Аля поднялась и подошла к эскизам, прикрепленным к стене. Она взяла уголь и несколькими резкими штрихами добавила теней на лицо князя.

— Тогда я переделаю костюм для съезда в четвертой серии. Никакого парада. Пусть они будут в дорожных плащах, промокших насквозь. Пусть от них идет пар в холодной избе.

— Да! — Володя подошел к ней сзади и обнял за плечи. — Броневский согласился на дождь. Он сказал: «Дождь — это хороший ритм для заговора». Представляешь? Старый питерский эстет заговорил о ритме кадра!

Они стояли вместе перед стеной, усеянной набросками будущего мира. Восемь серий, которые раньше казались неподъемной глыбой, теперь обретали живой пульс.

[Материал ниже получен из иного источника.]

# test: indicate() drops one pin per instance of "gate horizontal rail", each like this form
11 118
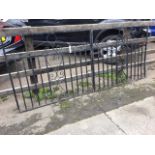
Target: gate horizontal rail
37 53
72 28
79 72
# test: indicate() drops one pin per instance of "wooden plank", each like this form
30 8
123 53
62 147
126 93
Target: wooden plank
72 28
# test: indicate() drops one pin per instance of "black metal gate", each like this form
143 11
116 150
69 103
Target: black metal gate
48 76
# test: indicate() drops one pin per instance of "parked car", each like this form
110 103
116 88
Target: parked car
151 29
11 44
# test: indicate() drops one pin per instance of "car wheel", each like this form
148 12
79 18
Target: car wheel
112 51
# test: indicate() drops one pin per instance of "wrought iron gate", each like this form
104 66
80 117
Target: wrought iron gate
51 75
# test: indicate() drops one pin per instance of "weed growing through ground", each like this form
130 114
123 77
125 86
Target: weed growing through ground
3 99
65 105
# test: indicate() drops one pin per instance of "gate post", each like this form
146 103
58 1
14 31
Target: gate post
28 41
92 59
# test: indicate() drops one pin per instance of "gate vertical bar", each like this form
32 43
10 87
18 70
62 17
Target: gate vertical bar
31 61
92 59
10 76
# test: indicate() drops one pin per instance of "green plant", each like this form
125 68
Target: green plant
43 93
120 76
71 92
56 88
65 105
3 98
107 75
84 84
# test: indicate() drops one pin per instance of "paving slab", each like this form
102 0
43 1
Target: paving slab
136 118
98 125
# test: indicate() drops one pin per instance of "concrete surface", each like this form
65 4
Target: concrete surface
136 118
129 109
99 124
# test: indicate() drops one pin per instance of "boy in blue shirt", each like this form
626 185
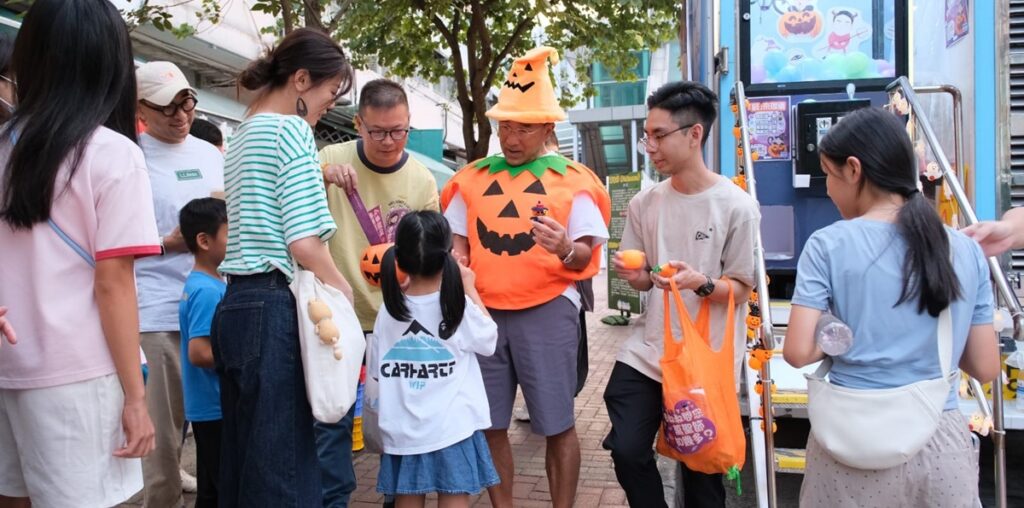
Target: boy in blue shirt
204 225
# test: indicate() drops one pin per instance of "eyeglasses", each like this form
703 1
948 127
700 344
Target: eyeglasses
396 134
651 142
505 129
187 104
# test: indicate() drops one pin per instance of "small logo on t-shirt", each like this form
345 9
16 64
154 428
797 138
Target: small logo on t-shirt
188 174
418 358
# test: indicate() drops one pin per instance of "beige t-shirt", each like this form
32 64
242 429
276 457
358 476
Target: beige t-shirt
714 233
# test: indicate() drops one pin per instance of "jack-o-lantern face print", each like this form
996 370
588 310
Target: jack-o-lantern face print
505 210
370 264
806 23
517 79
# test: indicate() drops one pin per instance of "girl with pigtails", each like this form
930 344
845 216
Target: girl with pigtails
432 401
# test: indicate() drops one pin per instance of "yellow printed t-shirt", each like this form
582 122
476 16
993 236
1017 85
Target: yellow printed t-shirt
387 194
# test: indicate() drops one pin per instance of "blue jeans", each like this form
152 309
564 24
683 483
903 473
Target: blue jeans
268 454
334 446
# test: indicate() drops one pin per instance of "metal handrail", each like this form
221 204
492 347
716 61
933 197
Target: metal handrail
902 85
957 99
764 302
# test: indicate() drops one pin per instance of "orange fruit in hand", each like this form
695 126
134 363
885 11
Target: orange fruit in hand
632 259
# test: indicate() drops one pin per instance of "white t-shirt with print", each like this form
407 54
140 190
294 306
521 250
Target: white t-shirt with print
431 389
178 173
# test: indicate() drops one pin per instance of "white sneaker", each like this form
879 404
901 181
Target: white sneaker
188 482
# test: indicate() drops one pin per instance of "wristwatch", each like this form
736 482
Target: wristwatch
571 255
706 289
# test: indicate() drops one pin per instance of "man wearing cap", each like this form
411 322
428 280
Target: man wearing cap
530 223
181 168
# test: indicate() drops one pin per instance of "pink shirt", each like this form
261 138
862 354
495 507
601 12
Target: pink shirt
107 208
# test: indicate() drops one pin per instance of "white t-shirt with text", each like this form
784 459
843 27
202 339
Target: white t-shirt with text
431 389
178 173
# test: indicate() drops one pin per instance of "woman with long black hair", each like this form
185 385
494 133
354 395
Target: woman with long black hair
903 284
76 212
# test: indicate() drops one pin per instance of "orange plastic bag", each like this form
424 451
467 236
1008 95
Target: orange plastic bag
700 423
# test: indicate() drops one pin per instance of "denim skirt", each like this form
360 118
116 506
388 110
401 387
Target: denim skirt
461 468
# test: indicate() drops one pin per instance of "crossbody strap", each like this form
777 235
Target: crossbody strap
82 253
945 333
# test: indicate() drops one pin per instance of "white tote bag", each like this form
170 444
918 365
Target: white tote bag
332 344
880 428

Сценарий Броневского стал тем самым скелетом, на который теперь можно было наращивать плоть — свет, звук, игру актеров.

— Знаешь, — Алина повернула голову, коснувшись щекой его щеки. — Мне кажется, Громов бы обиделся. Он бы сказал, что в этом мало героизма.

— Героизм — это не когда красиво умирают на камеру, — тихо ответил Леманский. — Героизм — это когда человеку страшно, холодно и тошно, а он всё равно делает то, что должен. Броневский это понял. И завтра, когда я покажу это Ковалеву, Петр Ильич с ума сойдет от счастья. Мы будем снимать не историю. Мы будем снимать жизнь, которая случайно стала историей.